Soft Science
- First edition cover
- Author: Franny Choi
- Genre: Poetry
- Publisher: Alice James Books
- Publication date: 2019
- ISBN: 978-1-938584-99-2

= Soft Science (poetry collection) =

2019 poetry collection by Franny Choi

Soft Science is a poetry collection published in 2019, written by poet and writer Franny Choi. It received positive reviews.

==Development==
Many of the poems in Soft Science appear in Choi's 2017 chapbook Death by Sex Machine. Choi began the chapbook without "[...] really [knowing] what it might turn into". Choi has also said she drew inspiration for the collection from a series of poems she wrote about the character Kyoko from the 2015 science fiction film Ex Machina though only one of the Kyoko poems appears in Soft Science. Choi has referred to the Kyoko poems as "bay leaf" poems. Borrowed by Danez Smith, the term indicates the poems were necessary to "get things going" but not necessary for inclusion in the final version of the book. Choi faced moments of "self-doubt" as she wrote the book.

==Themes==
The collection deals with technology and language's relationship with technology, as well as themes of identity.

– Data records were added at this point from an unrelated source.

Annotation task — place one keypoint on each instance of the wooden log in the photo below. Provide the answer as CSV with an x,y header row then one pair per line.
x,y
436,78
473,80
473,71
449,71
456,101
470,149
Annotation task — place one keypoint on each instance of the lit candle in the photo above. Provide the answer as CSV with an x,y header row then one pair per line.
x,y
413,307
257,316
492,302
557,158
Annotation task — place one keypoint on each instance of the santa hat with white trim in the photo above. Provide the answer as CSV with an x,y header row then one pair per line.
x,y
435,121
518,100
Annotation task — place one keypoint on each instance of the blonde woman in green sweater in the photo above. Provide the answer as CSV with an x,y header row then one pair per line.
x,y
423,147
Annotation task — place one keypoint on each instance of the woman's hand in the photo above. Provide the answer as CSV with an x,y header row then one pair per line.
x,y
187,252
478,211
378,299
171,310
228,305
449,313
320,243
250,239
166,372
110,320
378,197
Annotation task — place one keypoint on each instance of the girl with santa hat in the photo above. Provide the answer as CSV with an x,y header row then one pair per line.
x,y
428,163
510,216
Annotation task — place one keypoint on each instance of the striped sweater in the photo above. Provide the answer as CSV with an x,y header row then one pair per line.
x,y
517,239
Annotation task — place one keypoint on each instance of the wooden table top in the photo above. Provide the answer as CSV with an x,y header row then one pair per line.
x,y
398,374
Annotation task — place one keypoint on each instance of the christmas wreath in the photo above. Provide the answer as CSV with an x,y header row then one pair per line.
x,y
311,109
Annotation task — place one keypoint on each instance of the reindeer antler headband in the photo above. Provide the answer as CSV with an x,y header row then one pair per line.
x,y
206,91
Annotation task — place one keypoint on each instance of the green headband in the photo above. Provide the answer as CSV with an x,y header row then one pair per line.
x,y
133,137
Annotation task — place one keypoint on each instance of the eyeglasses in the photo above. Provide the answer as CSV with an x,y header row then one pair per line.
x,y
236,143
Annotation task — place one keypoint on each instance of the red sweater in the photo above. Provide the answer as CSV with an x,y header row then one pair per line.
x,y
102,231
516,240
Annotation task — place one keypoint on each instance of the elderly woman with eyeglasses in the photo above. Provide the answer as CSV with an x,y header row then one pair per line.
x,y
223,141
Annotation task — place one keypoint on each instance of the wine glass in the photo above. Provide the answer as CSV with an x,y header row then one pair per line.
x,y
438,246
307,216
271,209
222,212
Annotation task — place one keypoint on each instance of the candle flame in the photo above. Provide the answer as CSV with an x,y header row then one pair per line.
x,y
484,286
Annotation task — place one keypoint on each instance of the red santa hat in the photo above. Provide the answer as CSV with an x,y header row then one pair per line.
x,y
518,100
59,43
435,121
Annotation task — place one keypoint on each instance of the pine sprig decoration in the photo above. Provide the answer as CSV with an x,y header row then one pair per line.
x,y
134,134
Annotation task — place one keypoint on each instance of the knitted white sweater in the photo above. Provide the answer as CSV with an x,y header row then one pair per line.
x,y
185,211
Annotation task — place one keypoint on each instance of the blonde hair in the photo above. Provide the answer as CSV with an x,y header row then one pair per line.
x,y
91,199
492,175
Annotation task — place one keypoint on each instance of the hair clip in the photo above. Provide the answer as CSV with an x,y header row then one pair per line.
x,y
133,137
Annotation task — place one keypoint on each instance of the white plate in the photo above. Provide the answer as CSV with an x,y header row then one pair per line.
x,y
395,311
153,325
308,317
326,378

In Fields Magazine, Shannon Austin commented on the collection's treatment of language, writing that Choi "[...] plays with language, manipulating typical definitions, sentence structures, and grammatical rules in order to reject what we have come to think of as the norm".

==Reception==
Writing for Lambda Literary, July Westhale praised Choi's language as "lyric and logical". In 2020, Soft Science won the Science Fiction & Fantasy Poetry Association's Elgin Award.